If he’s a yeller, you want to chew him out.
If he’s critical, you want to be critical about him being critical.
If he focuses more on the mistakes of the team than on the victories, you want to focus on his mistakes.
These tactics may work periodically, but more often than not, they will not produce the results that you want. The result that you desire is to make the coach less negative, and being negative back will probably not do that.
So what works when dealing with a negative person? Here’s a few suggestions:
Ask yourself if there is any truth in what they say. Negative people think they are just being realistic and might even have a good reason for their negativity. Filter through what they are saying and ask if there is any truth to it. If a coach is always pointing out the negative to your child, help your child filter through and discern if there is something there he can learn. If you don’t find anything valid in their negativity, then move on.
Fight Negativity with Positivity. If you know that your child’s coach is pounding negative stuff into your child, be sure that you are shoring him up with positive at home. He may come home, saying that the coach chewed the team out because they didn’t play hard enough or because they made so many mistakes, and you can “fight” back with remarks like: “Sounds like it was a rough practice. What good things happened?” Or “I’m sorry you had a rough day, but I’m proud of you for working hard! Hey, let’s go get some ice cream!”
If you retaliate with your own negative words about the coach, you are only enflaming the problem in your child’s head. Now Dad and the Coach are mad.
Attend Practices and Games. I’ve not been a huge advocate of parents attending practices all the time, but if your child is coming home with stories about a negative coach, then maybe your presence–with a few other parents–may help keep a coach in line.
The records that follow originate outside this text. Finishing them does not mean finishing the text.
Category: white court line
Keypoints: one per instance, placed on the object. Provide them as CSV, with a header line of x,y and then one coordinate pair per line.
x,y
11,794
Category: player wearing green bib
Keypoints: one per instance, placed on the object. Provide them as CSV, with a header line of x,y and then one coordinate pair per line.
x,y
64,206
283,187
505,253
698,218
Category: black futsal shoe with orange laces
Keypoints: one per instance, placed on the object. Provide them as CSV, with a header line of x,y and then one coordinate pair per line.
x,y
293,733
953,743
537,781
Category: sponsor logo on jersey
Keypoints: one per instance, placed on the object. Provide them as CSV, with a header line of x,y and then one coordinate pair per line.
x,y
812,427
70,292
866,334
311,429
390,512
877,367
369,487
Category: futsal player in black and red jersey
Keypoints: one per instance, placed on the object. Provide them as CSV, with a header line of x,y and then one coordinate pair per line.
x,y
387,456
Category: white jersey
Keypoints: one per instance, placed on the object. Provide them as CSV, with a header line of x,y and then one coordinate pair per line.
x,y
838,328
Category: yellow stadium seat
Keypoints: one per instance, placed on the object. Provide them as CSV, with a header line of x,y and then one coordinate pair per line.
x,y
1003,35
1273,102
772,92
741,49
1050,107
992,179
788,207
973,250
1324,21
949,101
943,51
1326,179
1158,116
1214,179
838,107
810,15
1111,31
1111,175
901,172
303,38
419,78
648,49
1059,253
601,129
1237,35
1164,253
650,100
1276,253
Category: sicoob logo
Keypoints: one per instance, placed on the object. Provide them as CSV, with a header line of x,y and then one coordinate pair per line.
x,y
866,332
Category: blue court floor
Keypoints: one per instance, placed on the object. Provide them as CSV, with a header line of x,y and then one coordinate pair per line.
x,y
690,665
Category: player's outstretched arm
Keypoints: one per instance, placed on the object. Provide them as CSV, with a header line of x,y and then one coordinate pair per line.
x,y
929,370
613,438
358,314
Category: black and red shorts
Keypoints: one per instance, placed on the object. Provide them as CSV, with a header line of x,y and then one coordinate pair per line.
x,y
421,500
Then talk with your kids after: did coach act any different with the parents there? What did he do differently?
Help Your Child Keep Focused on the Right Things. My kids had numerous coaches that, in one way or another, were negative. We tried to help them re-focus–on their game, on their teammates, and on why they were playing. On more than one occasion, I’d say, “Don’t play for your coach, play for your team.” Coaches will come and go, but friends and love for the game will hopefully still be a factor when a new coach comes on the scene.
When Confronting. Although confronting negative coaches rarely works, if you approach them in a positive, non-accusatory way, you may be able to reach a solution. Instead of coming at them, accusing them of doing something wrong or being negative, try focusing on the problem that is actually affecting your child.
For instance, let’s say your child is struggling with his hitting and coach is expressing his disappointment to your child. The problem is not the coach being negative; the problem is that your child is struggling with his hitting. So maybe an approach like, “Hey Coach, my daughter is really struggling with her hitting right now, can you give us some ideas for helping her improve.” He should be doing that anyway, as a coach, but there are some coaches who really miss the boat and do not properly help kids better their skills. If nothing else, your question may help him realize that he’s been negligent in that area of coaching.
Move On or Endure. As a parent, you must make the choice of whether to move on to another team because of the coach’s negativity, or to use it as an opportunity to teach your child some important lessons. There’s no one-size-fits-all answer on this one; it depends on how bad the coach is, how your child’s being affected: can it help him grow stronger? Or is it causing irreparable discouragement?
As easy as it is to blame others for the difficult season your child may be going through, the honest truth is that you, as the parent, have more to do with it than you may think. How you handle the coach and counteract his negativity could be the game-changer for your child.